Disgrâce, J.M Coetzee

 

David Lurie, 52 ans, deux fois divorcé, enseigne à l’université du Cap. C’est un homme à femmes qui aime multiplier les aventures d’un soir. Il rencontre Mélanie Isaacs, une de ses étudiantes. La jeune femme écœurée par l’attitude de son professeur l’accuse de harcèlement sexuel. Le scandale éclate: David Lurie est contraint de démissionner.

Il se réfugie alors chez sa fille Lucy. Elle tient une ferme, toute seule au milieu de la campagne sud-africaine. Mais les temps ont changé. Ce qui s’avérait être une retraite paisible va virer au drame.

J’ai beaucoup apprécié ce court roman de J.M Coetzee, prix Nobel de littérature en 2003. Il a d’ailleurs obtenu pour ce roman le Booker Prize 1999, le National Book Critics Circle Award et le prix du meilleur livre étranger 2002.

Nous faisons d’abord connaissance de David. Il est professeur d’université au Cap. C’est un personnage qui collectionne les aventures et qui a peu de considération pour les femmes qu’il séduit. Il porte un regard cynique et désabusé sur la vie. Il fréquente les prostituées pour passer le temps et ses envies. C’est un personnage antipathique, loin du cliché du professeur passionné par son métier, auteur de grandes œuvres. David Lurie est du côté des ratés.

Nous suivons donc l’évolution de ce personnage qui va se retrouver au cœur d’un scandale universitaire. Il séduit la jeune Mélanie Isaacs. Celle-ci ne s’en remettra pas: elle accuse Lurie de la harceler. Au terme d’un procès où il se défend fort mal, il est contraint à la démission. Il se réfugie alors chez Lucy, sa fille unique.

Lucy est un personnage à part. C’est une ancienne hippie qui a décidé de reprendre une exploitation agricole seule. Elle cultive ses champs, vend ses produits aux marchés et prend des chiens en pension. Elle vit comme elle le peut. C’est la seule blanche et la seule femme non mariée à vivre dans les environs. Il y a bien Marcus, son voisin, un ancien boy, qui l’aide de temps en temps. Mais les temps sont difficiles et les fantômes de l’apartheid semblent planer encore sur les relations entre noirs et blancs.

Le roman se déroule tranquillement. On aurait tendance à penser que le personnage de David va connaître une seconde naissance aux côtés de sa fille et va racheter ses dettes. Mais sans crier gare, l’auteur nous entraîne dans un tourbillon de violence. Lucy et David se font agresser par des voleurs qui leur dérobent tout et beaucoup plus. La scène est incroyablement forte: c’est une vraie explosion de violence brute. Pour Lucy, c’est clair, ils ne sont pas venus dans le seul but de voler.
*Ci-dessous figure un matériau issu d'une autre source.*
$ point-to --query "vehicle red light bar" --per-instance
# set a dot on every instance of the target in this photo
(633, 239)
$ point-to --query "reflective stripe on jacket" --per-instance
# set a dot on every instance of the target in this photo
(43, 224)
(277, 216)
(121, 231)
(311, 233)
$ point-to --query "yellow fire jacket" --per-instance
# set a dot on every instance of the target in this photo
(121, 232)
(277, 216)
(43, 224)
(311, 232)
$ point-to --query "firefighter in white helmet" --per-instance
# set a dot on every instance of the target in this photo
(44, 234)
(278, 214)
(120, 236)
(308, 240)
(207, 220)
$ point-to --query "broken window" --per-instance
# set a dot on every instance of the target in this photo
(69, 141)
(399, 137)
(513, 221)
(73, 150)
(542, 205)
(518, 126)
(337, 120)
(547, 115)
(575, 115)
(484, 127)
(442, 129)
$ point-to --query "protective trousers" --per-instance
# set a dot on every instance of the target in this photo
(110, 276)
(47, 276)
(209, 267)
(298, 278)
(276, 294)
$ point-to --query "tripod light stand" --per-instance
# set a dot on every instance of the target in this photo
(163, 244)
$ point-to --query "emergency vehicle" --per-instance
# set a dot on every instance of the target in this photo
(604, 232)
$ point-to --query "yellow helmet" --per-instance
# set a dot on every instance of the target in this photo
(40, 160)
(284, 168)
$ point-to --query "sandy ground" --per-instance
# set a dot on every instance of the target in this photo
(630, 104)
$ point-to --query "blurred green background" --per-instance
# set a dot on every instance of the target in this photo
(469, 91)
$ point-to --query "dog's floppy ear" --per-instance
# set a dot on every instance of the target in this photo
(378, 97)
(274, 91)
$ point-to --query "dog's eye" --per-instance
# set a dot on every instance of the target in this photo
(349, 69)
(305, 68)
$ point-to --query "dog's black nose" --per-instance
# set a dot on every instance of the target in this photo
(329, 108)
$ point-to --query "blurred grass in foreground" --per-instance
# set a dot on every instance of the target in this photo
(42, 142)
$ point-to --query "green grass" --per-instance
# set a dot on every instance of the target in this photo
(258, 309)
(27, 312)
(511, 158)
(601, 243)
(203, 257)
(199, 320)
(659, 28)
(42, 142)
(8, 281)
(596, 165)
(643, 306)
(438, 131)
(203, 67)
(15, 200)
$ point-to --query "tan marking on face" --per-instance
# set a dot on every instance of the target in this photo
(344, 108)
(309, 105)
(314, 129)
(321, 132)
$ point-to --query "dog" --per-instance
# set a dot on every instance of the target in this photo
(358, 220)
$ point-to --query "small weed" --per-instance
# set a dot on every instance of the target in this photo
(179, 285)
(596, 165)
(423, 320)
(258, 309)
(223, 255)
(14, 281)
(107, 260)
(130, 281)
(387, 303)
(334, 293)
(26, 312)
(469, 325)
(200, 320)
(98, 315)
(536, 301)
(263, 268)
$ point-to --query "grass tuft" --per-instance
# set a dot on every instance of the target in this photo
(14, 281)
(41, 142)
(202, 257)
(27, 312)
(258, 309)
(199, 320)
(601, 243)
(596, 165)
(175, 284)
Ils veulent faire sentir que Lucy n’est pas des leurs et qu’elle doit partir.

Je dois dire que j’ai été surprise et choquée de voir cette histoire ordinaire basculer dans l’horreur la plus totale. L’auteur ne décrit rien: tout est dans la suggestion. Le non-dit permet d’imaginer le pire.J’ai été écœurée à certains moment. Attention, il n’y a rien de sanguinolent. Tout est psychologique puisqu’en fait l’auteur raconte de quelle manière les deux personnages se remettent de cette agression. J’ai trouvé certains passages très durs surtout pour Lucy. David doit vivre avec cette violence latente: il n’a pas su protéger son enfant et jouer son rôle de père. Quant à Lucy, elle se renferme sur elle-même de plus en plus et accepte l’inacceptable.

Le roman se termine sur une sensation tragique: il faut accepter son sort, accepter la souffrance peut-être pour rien. Il n’y a ni morale, ni happy end. Juste un constat sur l’injustice des hommes et de la vie.

Un roman fort et poignant qui ne laisse pas indemne.